Me preguntaba qué muerte me tenía reservada Saphrar.
—¿Cómo fue posible que tú, que nunca me habías visto, me conocieras y me llamaras por mi nombre durante el banquete?
—El hombre gris me había hecho una descripción muy detallada de ti. Por otra parte, estaba seguro de que entre los tuchuks no podía haber dos personas con un color de pelo semejante al tuyo.
Inconscientemente, me puse en tensión. No había ninguna explicación racional a esta respuesta de mi cuerpo, pero siempre me encolerizaba cuando un extraño o un enemigo hablaba del color de mi cabello. Supongo que en eso deben influir de alguna manera las experiencias de mi juventud: en aquel entonces, el color rojo de mi cabellera era objeto de decenas de burlas, burlas que yo intentaba refutar lo más rápidamente posible por medio de mis puños desnudos. Recordé, no sin cierto grado de satisfacción, aunque me hallase preso en la Casa de Saphrar, que había logrado resolver la mayoría de esas peleas a mi favor. Mi tía solía inspeccionarme los nudillos cada tarde, y si los veía despellejados (lo cual ocurría con frecuencia), me enviaba a la cama, en donde me echaba sin cenar, pero con el orgullo bien alto.
—Para mí fue una diversión llamarte por tu nombre —dijo Saphrar—. Quería saber cómo ibas a reaccionar, quería agitar algo en tu copa de vino.
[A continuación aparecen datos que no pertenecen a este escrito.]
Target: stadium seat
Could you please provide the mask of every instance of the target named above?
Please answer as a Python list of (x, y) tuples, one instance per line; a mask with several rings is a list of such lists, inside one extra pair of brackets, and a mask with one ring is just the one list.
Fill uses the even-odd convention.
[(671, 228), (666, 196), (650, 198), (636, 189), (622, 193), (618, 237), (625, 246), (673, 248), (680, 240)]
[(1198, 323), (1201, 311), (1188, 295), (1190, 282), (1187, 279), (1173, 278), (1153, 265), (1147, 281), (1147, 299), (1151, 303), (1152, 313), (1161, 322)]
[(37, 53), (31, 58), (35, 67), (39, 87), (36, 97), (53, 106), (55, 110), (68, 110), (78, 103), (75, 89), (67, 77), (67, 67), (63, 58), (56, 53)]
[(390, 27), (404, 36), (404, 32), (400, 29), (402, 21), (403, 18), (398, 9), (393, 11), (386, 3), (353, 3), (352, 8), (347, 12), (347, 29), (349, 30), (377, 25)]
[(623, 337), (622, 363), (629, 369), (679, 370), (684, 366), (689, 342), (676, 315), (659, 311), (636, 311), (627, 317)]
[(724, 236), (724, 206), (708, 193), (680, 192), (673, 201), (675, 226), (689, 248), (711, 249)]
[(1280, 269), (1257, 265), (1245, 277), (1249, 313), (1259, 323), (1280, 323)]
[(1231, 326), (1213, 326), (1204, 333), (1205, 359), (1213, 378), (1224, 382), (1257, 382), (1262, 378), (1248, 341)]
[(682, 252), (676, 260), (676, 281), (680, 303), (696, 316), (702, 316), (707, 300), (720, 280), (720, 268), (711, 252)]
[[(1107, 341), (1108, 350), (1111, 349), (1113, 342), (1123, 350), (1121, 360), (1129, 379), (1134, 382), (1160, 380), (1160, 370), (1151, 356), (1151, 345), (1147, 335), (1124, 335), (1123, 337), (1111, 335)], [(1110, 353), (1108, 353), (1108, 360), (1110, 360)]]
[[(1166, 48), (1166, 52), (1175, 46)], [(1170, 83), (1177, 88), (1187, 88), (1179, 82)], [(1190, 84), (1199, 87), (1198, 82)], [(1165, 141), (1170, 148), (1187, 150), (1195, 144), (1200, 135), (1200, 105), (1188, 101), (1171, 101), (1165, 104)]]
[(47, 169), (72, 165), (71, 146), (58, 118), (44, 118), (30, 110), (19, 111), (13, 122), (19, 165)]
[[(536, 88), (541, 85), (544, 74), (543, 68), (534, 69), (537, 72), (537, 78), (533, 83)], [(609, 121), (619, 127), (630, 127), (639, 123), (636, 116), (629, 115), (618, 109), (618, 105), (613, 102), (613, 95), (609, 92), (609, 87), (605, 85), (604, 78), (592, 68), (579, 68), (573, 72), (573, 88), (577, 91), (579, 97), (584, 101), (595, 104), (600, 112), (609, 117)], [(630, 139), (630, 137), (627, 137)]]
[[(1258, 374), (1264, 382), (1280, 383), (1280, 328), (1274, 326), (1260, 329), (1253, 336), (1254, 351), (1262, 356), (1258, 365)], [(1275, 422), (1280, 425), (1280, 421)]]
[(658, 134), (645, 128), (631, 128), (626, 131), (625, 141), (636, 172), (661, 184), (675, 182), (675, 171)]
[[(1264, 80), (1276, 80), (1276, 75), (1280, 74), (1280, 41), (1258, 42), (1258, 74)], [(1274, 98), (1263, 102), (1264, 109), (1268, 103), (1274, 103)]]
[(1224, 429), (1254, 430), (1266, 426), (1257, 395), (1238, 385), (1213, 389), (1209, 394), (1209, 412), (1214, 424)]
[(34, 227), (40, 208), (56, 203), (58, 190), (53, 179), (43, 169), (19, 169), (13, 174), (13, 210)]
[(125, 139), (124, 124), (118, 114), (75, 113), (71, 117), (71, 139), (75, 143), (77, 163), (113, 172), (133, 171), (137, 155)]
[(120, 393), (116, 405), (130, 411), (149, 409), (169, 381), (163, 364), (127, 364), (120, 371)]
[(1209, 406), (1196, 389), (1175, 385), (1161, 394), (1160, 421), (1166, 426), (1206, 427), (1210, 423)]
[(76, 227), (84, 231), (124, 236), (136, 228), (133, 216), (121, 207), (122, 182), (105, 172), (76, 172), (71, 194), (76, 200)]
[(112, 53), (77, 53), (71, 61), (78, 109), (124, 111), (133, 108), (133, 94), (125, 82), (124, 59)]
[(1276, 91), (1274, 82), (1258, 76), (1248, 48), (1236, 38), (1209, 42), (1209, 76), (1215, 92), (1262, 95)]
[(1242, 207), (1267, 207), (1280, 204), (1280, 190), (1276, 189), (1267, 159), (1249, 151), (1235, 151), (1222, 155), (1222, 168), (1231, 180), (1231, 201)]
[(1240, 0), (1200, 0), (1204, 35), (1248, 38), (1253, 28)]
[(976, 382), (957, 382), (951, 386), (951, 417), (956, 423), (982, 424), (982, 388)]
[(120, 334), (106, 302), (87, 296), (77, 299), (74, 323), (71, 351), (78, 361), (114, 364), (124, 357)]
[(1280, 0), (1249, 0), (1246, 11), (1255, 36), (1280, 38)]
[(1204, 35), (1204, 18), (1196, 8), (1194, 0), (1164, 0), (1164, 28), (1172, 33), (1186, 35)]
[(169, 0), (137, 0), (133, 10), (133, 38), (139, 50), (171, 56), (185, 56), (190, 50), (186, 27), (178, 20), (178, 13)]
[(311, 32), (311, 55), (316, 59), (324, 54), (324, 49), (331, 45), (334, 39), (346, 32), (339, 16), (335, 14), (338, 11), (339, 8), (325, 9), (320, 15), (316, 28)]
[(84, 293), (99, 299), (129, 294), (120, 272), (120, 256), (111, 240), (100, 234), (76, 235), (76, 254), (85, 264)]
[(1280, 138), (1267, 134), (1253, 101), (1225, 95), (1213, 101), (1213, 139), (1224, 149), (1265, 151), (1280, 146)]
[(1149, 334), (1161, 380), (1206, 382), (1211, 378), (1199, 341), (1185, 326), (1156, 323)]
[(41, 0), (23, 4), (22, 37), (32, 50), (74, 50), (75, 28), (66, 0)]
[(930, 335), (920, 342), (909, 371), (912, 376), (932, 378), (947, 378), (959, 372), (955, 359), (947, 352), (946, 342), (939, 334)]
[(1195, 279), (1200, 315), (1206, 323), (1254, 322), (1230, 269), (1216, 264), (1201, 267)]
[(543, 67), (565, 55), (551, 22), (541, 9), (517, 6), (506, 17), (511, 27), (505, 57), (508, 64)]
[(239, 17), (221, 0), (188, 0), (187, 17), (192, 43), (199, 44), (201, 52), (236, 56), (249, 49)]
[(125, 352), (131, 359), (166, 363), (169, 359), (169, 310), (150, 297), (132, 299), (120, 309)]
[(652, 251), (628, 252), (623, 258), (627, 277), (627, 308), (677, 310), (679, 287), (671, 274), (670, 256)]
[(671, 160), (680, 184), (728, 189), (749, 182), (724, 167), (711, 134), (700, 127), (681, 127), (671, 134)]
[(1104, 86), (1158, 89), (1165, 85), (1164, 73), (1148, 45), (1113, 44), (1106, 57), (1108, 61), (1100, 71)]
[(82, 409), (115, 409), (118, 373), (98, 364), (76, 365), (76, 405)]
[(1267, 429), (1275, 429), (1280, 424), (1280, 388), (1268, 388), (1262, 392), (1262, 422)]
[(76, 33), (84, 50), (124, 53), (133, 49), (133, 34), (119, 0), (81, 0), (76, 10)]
Ésa era una expresión turiana, pues en esa ciudad consumen vinos en los que sumergían y agitaban cosas, sobre todo azúcares y especias.
—¡Matémosle de una vez! —dijo el paravaci.
—¡Nadie te ha pedido que hables, esclavo! —gritó Harold.
—¡Deja que me encargue personalmente de éste! —dijo el paravaci señalando con la punta de su quiva a Harold.
—Sí, quizás te deje —respondió Saphrar.
Acto seguido, el pequeño mercader se levantó y dio dos palmadas. De un lado de la estancia, de una puerta que hasta ese momento había quedado oculta por una cortina, surgieron dos hombres de armas, a los que seguían otros dos. Los dos primeros transportaban una plataforma cubierta por telas de color púrpura. Sobre esta plataforma acolchada se encontraba lo que tanto había buscado, el objeto por el que había viajado tan lejos, por el que tanto había arriesgado y que, aparentemente, iba a costarme la vida. Sí, allá estaba la esfera dorada.